For Tranquility and Order
Author | : Laura M. Shelton |
Publisher | : University of Arizona Press |
Total Pages | : 225 |
Release | : 2010-05-15 |
ISBN-10 | : 9780816528073 |
ISBN-13 | : 0816528071 |
Rating | : 4/5 (071 Downloads) |
Download or read book For Tranquility and Order written by Laura M. Shelton and published by University of Arizona Press. This book was released on 2010-05-15 with total page 225 pages. Available in PDF, EPUB and Kindle. Book excerpt: On Mexico’s northwestern frontier, judicial conflicts unfolded against a backdrop of armed resistance and ethnic violence. In the face of Apache raids in the north and Yaqui and Mayo revolts in the south, domestic disputes involving children, wives, and servants were easily conflated with ethnic rebellion and “barbarous” threats.
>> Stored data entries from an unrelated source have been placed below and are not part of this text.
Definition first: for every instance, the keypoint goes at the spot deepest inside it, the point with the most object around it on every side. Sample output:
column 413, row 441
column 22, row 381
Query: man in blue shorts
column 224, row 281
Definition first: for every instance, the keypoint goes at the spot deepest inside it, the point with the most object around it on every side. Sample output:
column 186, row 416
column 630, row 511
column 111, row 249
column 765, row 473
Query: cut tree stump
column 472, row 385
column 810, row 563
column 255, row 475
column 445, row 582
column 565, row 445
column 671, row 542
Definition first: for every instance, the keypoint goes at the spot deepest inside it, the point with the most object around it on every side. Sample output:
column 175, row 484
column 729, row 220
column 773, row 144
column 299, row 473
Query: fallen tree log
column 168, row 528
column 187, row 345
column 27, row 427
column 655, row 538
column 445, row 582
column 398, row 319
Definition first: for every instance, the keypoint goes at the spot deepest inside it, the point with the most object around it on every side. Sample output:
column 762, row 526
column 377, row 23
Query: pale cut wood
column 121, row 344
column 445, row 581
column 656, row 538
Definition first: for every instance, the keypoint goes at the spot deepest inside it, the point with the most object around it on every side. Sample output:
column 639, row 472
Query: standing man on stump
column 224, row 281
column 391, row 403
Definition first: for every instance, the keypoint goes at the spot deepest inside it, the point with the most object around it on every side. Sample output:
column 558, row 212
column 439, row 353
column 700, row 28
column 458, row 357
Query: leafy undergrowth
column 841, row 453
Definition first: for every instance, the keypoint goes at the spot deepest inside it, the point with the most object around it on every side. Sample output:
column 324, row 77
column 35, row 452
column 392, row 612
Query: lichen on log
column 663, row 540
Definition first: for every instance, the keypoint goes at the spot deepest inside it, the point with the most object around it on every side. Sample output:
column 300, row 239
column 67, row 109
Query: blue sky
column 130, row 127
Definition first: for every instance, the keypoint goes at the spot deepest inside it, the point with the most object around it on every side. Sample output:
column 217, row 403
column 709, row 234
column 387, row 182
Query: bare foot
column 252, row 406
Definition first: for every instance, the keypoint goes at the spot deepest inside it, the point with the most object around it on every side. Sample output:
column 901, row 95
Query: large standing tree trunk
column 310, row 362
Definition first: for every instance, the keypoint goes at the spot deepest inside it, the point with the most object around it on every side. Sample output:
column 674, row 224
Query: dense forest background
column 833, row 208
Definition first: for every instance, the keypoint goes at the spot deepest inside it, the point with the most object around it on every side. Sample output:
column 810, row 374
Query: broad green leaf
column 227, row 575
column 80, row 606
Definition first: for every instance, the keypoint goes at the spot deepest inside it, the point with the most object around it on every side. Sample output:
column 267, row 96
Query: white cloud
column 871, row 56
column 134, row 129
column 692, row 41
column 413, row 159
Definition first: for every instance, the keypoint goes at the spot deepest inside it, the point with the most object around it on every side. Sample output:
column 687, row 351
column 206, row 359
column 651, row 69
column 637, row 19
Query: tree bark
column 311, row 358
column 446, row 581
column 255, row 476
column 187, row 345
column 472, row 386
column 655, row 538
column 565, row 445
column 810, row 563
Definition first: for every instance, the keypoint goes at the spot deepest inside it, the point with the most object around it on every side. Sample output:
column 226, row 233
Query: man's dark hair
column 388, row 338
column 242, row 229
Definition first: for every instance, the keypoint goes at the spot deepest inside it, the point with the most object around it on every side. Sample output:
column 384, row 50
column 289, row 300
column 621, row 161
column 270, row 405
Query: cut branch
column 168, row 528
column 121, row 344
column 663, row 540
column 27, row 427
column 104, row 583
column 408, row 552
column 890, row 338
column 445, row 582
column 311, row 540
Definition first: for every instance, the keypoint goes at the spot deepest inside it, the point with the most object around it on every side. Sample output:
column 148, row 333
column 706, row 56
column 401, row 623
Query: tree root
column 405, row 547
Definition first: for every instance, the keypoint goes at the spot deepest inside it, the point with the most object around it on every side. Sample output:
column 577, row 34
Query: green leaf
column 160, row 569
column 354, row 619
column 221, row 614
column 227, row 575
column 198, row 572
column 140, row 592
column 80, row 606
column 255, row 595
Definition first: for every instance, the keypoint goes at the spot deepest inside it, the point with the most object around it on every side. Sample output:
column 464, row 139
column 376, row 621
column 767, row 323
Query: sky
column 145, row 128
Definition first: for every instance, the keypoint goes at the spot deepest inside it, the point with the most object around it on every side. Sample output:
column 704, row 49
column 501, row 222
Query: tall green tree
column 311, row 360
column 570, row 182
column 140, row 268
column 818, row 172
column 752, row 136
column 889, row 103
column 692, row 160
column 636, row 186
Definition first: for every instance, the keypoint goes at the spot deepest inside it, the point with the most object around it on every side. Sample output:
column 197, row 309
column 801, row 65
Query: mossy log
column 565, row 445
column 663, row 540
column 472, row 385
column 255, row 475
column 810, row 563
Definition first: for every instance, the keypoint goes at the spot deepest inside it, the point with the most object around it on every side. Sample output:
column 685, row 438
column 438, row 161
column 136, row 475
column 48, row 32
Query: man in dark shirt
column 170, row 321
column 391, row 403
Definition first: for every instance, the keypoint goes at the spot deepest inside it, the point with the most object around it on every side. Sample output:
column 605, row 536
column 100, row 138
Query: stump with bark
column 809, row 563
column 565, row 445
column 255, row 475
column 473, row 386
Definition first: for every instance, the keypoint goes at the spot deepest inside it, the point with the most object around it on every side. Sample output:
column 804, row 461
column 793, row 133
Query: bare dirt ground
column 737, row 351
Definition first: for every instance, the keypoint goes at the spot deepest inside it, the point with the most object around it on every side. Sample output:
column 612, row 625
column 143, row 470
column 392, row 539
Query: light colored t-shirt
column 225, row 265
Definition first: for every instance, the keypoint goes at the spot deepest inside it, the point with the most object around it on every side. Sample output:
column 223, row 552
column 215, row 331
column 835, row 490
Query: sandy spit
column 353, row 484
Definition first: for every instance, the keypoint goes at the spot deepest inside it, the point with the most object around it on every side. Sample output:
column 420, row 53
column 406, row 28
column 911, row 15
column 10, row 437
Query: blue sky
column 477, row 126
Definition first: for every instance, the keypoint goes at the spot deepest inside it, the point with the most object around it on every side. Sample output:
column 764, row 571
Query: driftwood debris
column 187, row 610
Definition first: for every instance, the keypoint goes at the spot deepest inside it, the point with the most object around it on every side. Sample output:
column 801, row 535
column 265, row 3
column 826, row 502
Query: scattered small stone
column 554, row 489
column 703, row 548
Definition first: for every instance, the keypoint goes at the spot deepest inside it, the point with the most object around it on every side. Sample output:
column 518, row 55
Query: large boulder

A wife’s adulterous liaison, a daughter’s elopement, or a nephew’s enraged assault shook the very foundation of what it meant to be civilized at a time when communities saw themselves under siege. Laura Shelton has plumbed the legal archives of early Sonora to reveal the extent to which both court officials and quarreling relatives imagined connections between gender hierarchies and civilized order. As she describes how the region’s nascent legal system became the institution through which spouses, parents, children, employers, and servants settled disputes over everything from custody to assault to debt, she reveals how these daily encounters between men and women in the local courts contributed to the formation of republican governance on Mexico’s northwestern frontier. Through an analysis of some 700 civil and criminal trial records—along with census data, military reports, church records, and other sources—Shelton describes how courtroom encounters were conditioned by an Iberian legal legacy; brutal ethnic violence; emerging liberal ideas about trade, citizenship, and property rights; and a growing recognition that honor—buenas costumbres—was dependent more on conduct than on bloodline. For Tranquility and Order offers new insight into a legal system too often characterized as inept as it provides a unique gender analysis of family relations on the frontier.